O que é bradicardia e a partir de quando o coração é lento
Chamamos de bradicardia a frequência cardíaca em repouso abaixo de 60 batimentos por minuto. O coração de um adulto costuma bater entre 60 e 100 vezes por minuto, então valores menores entram nessa definição. Mas o número sozinho diz pouco: o mesmo 50 por minuto pode ser saudável em uma pessoa e um alerta em outra.
O que muda é o contexto. O corpo ajusta a frequência o tempo todo, subindo no esforço e caindo no descanso. Por isso a cardiologista não olha só para o valor isolado, mas para como você se sente com ele e para o que o coração faz ao longo do dia.
Quando o coração lento é normal
Na maioria das vezes, um coração que bate devagar é apenas um coração eficiente. Quem pratica exercício físico com regularidade desenvolve um músculo cardíaco mais forte, capaz de bombear mais sangue a cada batida. O resultado é uma frequência de repouso mais baixa, às vezes na casa dos 40 e poucos, sem prejuízo.
Também é normal a frequência cair durante o sono e em pessoas jovens. Alguns remédios para pressão e para o coração, como os betabloqueadores, reduzem os batimentos de forma esperada. Nesses casos, a bradicardia não é doença: é uma resposta previsível do organismo.
Quando a bradicardia merece atenção
A bradicardia passa a preocupar quando o coração bate devagar demais para atender ao corpo, deixando órgãos como o cérebro com menos sangue do que precisam. É aí que aparecem os sintomas. Uma frequência baixa acompanhada de mal-estar não deve ser ignorada, mesmo que o número não pareça tão baixo.

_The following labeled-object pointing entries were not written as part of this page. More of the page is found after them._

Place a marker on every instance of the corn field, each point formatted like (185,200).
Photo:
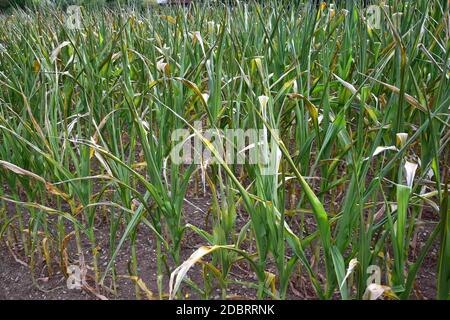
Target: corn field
(354,100)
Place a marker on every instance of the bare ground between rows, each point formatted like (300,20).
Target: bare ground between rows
(16,281)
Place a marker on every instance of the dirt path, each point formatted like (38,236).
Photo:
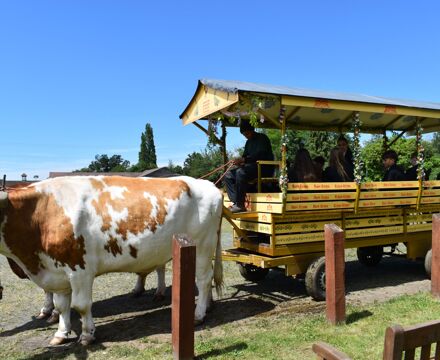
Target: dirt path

As causas variam. Pode ser um problema no nó sinusal, o marca-passo natural do coração, que perde ritmo com a idade. Pode ser um bloqueio atrioventricular, uma falha na condução elétrica entre as câmaras do coração. Alterações da tireoide, distúrbios de potássio e alguns remédios em dose alta também entram na lista. Descobrir a causa é o que orienta a conduta.
Sinais de alerta e quando procurar ajuda
Alguns quadros pedem avaliação sem demora. Se você desmaiou, sentiu que ia desmaiar, teve dor no peito importante ou falta de ar que não passa, procure atendimento médico. Um desmaio com queda, sobretudo em quem é mais velho ou já tem doença do coração, nunca deve ser tratado como algo banal.
Diante de um desmaio com dor no peito forte, falta de ar intensa ou uma pessoa que não responde direito, não espere para ver se melhora: acione o SAMU pelo 192. Já sintomas leves e recorrentes, como tontura passageira ou cansaço fora do comum, merecem uma consulta agendada com calma, mas não devem ser deixados de lado.
Como a cardiologista investiga a bradicardia
A investigação começa pela conversa e pelo exame clínico. A cardiologista quer entender quando os sintomas aparecem, se há relação com esforço ou repouso e quais remédios você usa. O eletrocardiograma costuma ser o primeiro exame, pois mostra o ritmo do coração e ajuda a identificar bloqueios.
Como a bradicardia muitas vezes vai e volta, um registro de poucos segundos pode não capturá-la. Por isso o Holter 24 horas, que grava os batimentos por um dia inteiro, é tão útil: ele cruza o que você sentiu com o que o coração fez. Exames de sangue, como tireoide e potássio, completam o quadro quando necessário. A Dra. Fernanda Pimenta define quais exames fazem sentido no seu caso.
Tratamento: nem toda bradicardia precisa de intervenção
A boa notícia é que muita bradicardia não precisa de tratamento. Quando o coração bate devagar e você não sente nada, com exames dentro do esperado, a conduta costuma ser apenas acompanhamento. Se a causa for um remédio, às vezes basta ajustar a dose ou trocar a medicação, sempre com orientação médica e nunca por conta própria.
Quando a bradicardia causa sintomas importantes e vem de uma falha elétrica que não se resolve de outra forma, o tratamento pode incluir o marca-passo, um pequeno aparelho que ajuda o coração a manter um ritmo adequado. A decisão é individual, tomada com você depois de esclarecida a causa, sempre com o objetivo de devolver qualidade de vida com segurança.